Friends and neighbours,
As some of you know, Manon suffers from ME (Myalgic Encephalomyelitis - also sometimes referred to as Chronic Fatigue Syndrome or ME/CFS).
ME is often incorrectly described as a "rare disease". ME isn't rare (it's estimated that 15-30 million people worldwide suffer from it), it's just poorly understood and research into its causes is severely underfunded.
For those of you in a rush, here's a peek into the life of someone with the condition: https://m.youtube.com/watch?vl=en&v=JvK5s9BNLzA
We're** running the Royal parks half marathon in support of Invest in ME Research, an independent UK charity finding, funding and facilitating a strategy of biomedical research into ME.
**Marghe, Helen, Willy, Theresa, Tommi, Olivia, Ali
For those of you who have a moment:
ME is a disease which affects around three times as many people as HIV. 75% of sufferers are women. The symptoms range from severe exhaustion after minor physical effort like walking up stairs to a complete inability to move or speak necessitating feeding by tube. The causes are not fully understood and there is currently no cure. Some patients spontaneously recover, but most do not. In Manon's case, she can still walk a few steps, but is otherwise wheelchair bound. She is 27 years old.
The disease can strike very suddenly – Manon was leading a normal and active life working in Hong Kong, then one day while walking home she collapsed in the street, unable to move. Medically she has had bad luck these past few years – she was a champion swimmer while at school and remained super fit while at University, but then got sick with life-threatening blood clots in her lungs which could only be held at bay by powerful drugs. After a series of incorrect diagnoses, it turned out she had a rare condition called Thoracic Outlet Syndrome which was cured by removing sections from her first rib on each side. She then lived normally for several years until she contracted ME.

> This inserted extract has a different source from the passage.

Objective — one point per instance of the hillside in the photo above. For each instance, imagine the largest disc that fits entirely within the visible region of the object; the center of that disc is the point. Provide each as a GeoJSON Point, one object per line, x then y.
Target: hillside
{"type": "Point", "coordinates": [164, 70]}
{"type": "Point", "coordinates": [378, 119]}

ME remains poorly understood by a large part of the medical community. An influential study conducted several years ago in the UK was led by psychiatrists and was based on the premise that ME is a psychiatric condition, not a biological one. It is now clear that the study was scientifically severely flawed and possibly fraudulent (the ‘treatment’ of encouraging patients to exercise works only for lazy, out of condition or depressed patients who don’t have ME, but need a prod to be more active – the ‘treatment’ actually makes most true ME sufferers worse). Unfortunately the effect of the debunked study and its offshoots was to divert research and funding in the UK and several other countries down a blind alley for many years.
This is beginning to change, with researchers now focused on understanding the biology of the disease. They are making progress – for example by figuring out which chemical steps in ME patient’s energy creation process do not function properly. There are also some promising drugs in early stage trials. One of the leading researchers is Professor Ron Davis who played a key role in the Human Genome Project and now heads the Stanford Genome Technology Centre - Professor Davis has a personal stake in this – his son is affected so severely by ME that he is unable to move and is fed intravenously. Spurred by his son’s condition, Professor Davis is now leading the End ME/CFS project in the USA which is cooperating with other researchers globally. While the various researchers are making progress and believe it should be possible to find a cure in our lifetimes, this will only happen if their research is funded. At the moment they remain chronically under-funded.
Given the large number of sufferers and the severity of the effects of ME, it's really surprising that more is not being done. Especially since there is real hope of a cure.
Some of the potential reasons for this are: rear guard action by the psychiatric lobby involved in ME to protect their damaged reputations; the fact that ME does not fit easily into any one clinical department; and perhaps most importantly, because most of the sufferers because of their condition have to sit invisibly at home imprisoned in their non-functioning bodies - they do not die, but neither do they have the energy to fight.
Further details on the charity we're supporting:
Invest in ME Research is an independent UK charity finding, funding and facilitating a strategy of biomedical research into Myalgic Encephalomyelitis (ME or ME/CFS).The charity is run by volunteers - patients or parents of children with ME - with no paid staff.Overheads are kept to a minimum and all funds raised to go to promoting education of, and funding for biomedical research into, ME.Our efforts are focused on setting up a UK Centre of Excellence for ME which will provide proper examinations, diagnosis and in time treatment(s)/cure(s).